My Lola Nieves died in the U.S. One thing I remember about my lola Nieves is how she used to watch tv late at night. She’d invariably fall asleep on the sofa while watching tv, and when we’d turn off the tv, she’d wake up and say, “I was watching that.” :) Her favorite pet was a dog (a Pekinese, if memory serves) named Tanya, and she was spoiled rotten by my lola. Lola Nieves died in the U.S. so we never got a chance to see her for the funeral. But I distinctly remember an incident which occurred the day after she died. Coming home from school, I went to the back and saw a HUGE butterfly perched on our kitchen wall! The butterfly was beautiful, with brown wings and circles decorating its wings. I silently pointed it to my mom, and she just nodded. The butterfly had seemingly come out of nowhere. We just knew then that it was my lola visiting us for the last time. Brown had always been one of her favorite colors. And besides, it was so rare to see a butterfly in this concrete jungle, what more, a huge butterfly which was almost a foot long. The butterfly stayed there on our wall for 3 days, seemingly just resting. When we woke up on the 4th day, it was gone.

My Lola Viring died just a few years back. She went to the US, too, and would save money from her babysitting jobs and would invariably send this back to relatives all over in the Philippines. She would travel all over the US, and surprised us all when she suddenly decided to come home to the Philippines. Turns out during one of her high school reunions here in the Philippines, she met an old friend. And a few months later, when she heard that his wife had died, she had sent him a sympathy card. They started communicating, and a few months later, the man came to the US to ask for her hand in marriage. She was already 76 then, I think, and we were all so surprised. But of course, who were we to get in the way of her happiness? So she remarried Don Pepe, and they lived happily ever after. I remember that whenever I told their love story to friends, my friends would smile and laugh, and couldn’t believe it. I would add in jest to my unmarried friends, “So don’t lose hope. Even my lola at 76 got married again!” :) When Don Pepe died, the family decided to take her back and take care of her. She died just a few months after Don Pepe. Makes us all think that they were really meant to be with each other.

Now for my Ate. My Ate Joanne was born March 1970 at UST Hospital.
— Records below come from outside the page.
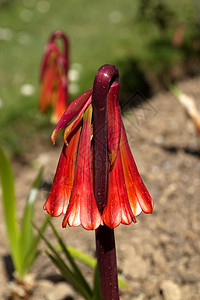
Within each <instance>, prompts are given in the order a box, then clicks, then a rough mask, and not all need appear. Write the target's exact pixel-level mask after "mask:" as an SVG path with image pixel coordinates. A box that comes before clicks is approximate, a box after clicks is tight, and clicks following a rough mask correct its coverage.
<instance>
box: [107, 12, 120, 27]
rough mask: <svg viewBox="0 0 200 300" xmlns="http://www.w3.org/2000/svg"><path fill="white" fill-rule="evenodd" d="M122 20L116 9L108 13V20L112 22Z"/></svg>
mask: <svg viewBox="0 0 200 300" xmlns="http://www.w3.org/2000/svg"><path fill="white" fill-rule="evenodd" d="M121 20H122V13H121V12H120V11H118V10H113V11H112V12H111V13H110V14H109V21H110V22H111V23H113V24H117V23H120V22H121Z"/></svg>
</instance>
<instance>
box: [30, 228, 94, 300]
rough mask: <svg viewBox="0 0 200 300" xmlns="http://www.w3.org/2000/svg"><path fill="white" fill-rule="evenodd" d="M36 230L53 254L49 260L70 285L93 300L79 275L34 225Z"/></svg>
mask: <svg viewBox="0 0 200 300" xmlns="http://www.w3.org/2000/svg"><path fill="white" fill-rule="evenodd" d="M34 227H35V229H36V230H37V231H38V233H39V234H40V235H41V238H42V239H43V240H44V242H45V243H46V245H47V246H48V248H49V250H50V251H51V252H52V254H51V253H49V252H48V253H47V255H48V256H49V258H50V259H51V260H52V261H53V262H54V263H55V265H56V266H57V267H58V269H59V270H60V272H61V273H62V275H63V276H64V277H65V278H66V279H67V281H69V283H70V284H71V285H72V286H73V287H74V288H75V289H76V290H77V291H79V293H81V294H82V296H83V297H84V298H85V299H87V300H92V296H91V294H92V292H91V294H90V293H88V290H87V289H86V287H85V286H84V285H83V283H82V282H81V281H80V280H79V279H80V278H79V277H77V274H76V273H74V272H72V270H70V268H69V267H68V266H67V265H66V263H65V262H64V260H63V259H62V257H61V256H60V253H58V252H57V251H56V250H55V249H54V247H53V246H52V244H51V243H50V242H49V241H48V240H47V238H46V237H45V236H44V235H43V233H42V232H41V231H40V230H39V229H38V228H37V227H36V226H35V225H34Z"/></svg>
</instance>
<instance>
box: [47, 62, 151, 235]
mask: <svg viewBox="0 0 200 300" xmlns="http://www.w3.org/2000/svg"><path fill="white" fill-rule="evenodd" d="M105 68H106V65H105ZM106 75H107V74H106ZM119 87H120V84H119V81H118V80H114V81H113V82H112V83H111V85H110V86H109V90H108V95H107V107H106V108H103V109H105V113H107V125H106V127H107V138H106V141H105V142H106V145H107V149H108V163H107V165H108V166H107V177H105V179H104V178H103V179H102V180H106V185H107V200H106V203H105V204H103V210H102V211H100V210H99V207H98V204H97V203H96V199H95V196H94V191H93V182H94V172H93V143H94V138H96V139H98V133H97V135H95V137H94V138H93V99H94V93H93V90H92V89H90V90H88V91H87V92H85V93H84V94H82V95H81V96H79V97H78V98H77V99H75V100H74V101H73V102H72V103H71V104H70V105H69V106H68V108H67V110H66V111H65V113H64V114H63V116H62V117H61V119H60V121H59V122H58V124H57V126H56V127H55V129H54V131H53V134H52V141H53V143H55V140H56V137H57V135H58V133H59V132H60V130H61V129H62V128H65V133H64V141H65V145H64V148H63V151H62V153H61V158H60V161H59V164H58V168H57V171H56V174H55V178H54V182H53V185H52V189H51V191H50V193H49V196H48V198H47V200H46V202H45V205H44V209H46V210H47V212H48V213H49V214H50V215H52V216H58V215H60V214H61V213H63V214H65V216H64V220H63V227H66V225H67V224H69V225H70V226H78V225H82V226H83V227H84V228H85V229H87V230H93V229H96V228H98V227H99V226H100V225H103V224H105V225H107V226H108V227H110V228H115V227H117V226H118V225H119V224H120V223H122V224H126V225H128V224H130V223H131V222H136V219H135V217H136V216H138V215H139V214H140V213H141V212H142V211H143V212H145V213H152V209H153V201H152V199H151V197H150V195H149V193H148V191H147V189H146V187H145V185H144V183H143V181H142V179H141V177H140V175H139V172H138V170H137V167H136V164H135V161H134V159H133V156H132V154H131V151H130V148H129V145H128V141H127V137H126V132H125V128H124V125H123V123H122V120H121V114H120V107H119V103H118V93H119ZM103 88H105V87H103ZM99 92H101V91H99ZM78 140H79V142H78ZM75 141H76V142H75ZM100 142H102V141H100ZM70 158H72V161H73V163H71V164H70V163H69V162H70V161H71V160H70ZM100 167H101V166H100Z"/></svg>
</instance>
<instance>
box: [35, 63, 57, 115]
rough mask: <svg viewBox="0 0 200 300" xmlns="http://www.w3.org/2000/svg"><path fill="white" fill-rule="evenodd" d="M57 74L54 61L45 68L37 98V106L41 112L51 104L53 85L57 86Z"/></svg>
mask: <svg viewBox="0 0 200 300" xmlns="http://www.w3.org/2000/svg"><path fill="white" fill-rule="evenodd" d="M57 76H58V72H57V69H56V63H55V62H54V63H53V64H52V65H51V67H50V68H48V69H47V70H46V72H45V74H44V76H43V79H42V85H41V90H40V98H39V108H40V110H41V111H42V112H46V111H47V109H48V108H49V107H50V105H51V101H52V98H53V94H54V89H53V86H57Z"/></svg>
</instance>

She was born with a number of ailments, aside from having a hole in her heart. Doctors had said her case was one in a million. Sadly, my parents never got a chance to bring her home. She died just a month after she was born. The doctors were asking my parents to donate her body to the school so that they could use her body for study but understandably, my parents refused. Growing up, I remember being told that aside from our guardian angels, we have an extra angel watching over us, and that was our Ate Joanne.

Lastly, there’s my dear college friend Ramil. There were three of us in our team, Ramil, Lisa, and myself. We became close during our junior year in college as we were all officers of our Psychological Society. We were the troika, 3 Musketeers, and it was as if we were joined at the hip. Ramil was a few years older than us, and we called him “Mommy Ramil”, everyone did! Though we all had different sets of friends, the 3 of us would also spend special time together. He was such a blast to be with. There wasn’t a dull moment with him. He’d embarrass our suitors, and would also be protective of us. There was a time that a couple of guys harassed me and a couple of female friends, and he was suddenly the “macho” guy who challenged those guys to a fist fight! Those guys didn’t stand a chance! I remember him telling me before, how lucky I was. He believed that I was lucky not just in love, but in my career as well. He was our adviser, beauty consultant, bodyguard, cheerleader, all rolled into one!

So when Ramil figured in a car accident a few years after college, Lisa and I were heartbroken. He was on his way home from Bulacan with some co-workers when the car they were riding was hit by a 10-wheeler truck. Their car exploded, no survivors.

Up to now, I still have fond memories of all these special people. They all had a hand in shaping me into what I am now. I do miss all of them. And I pray that when they look down from heaven, they smile, and are happy at what they see.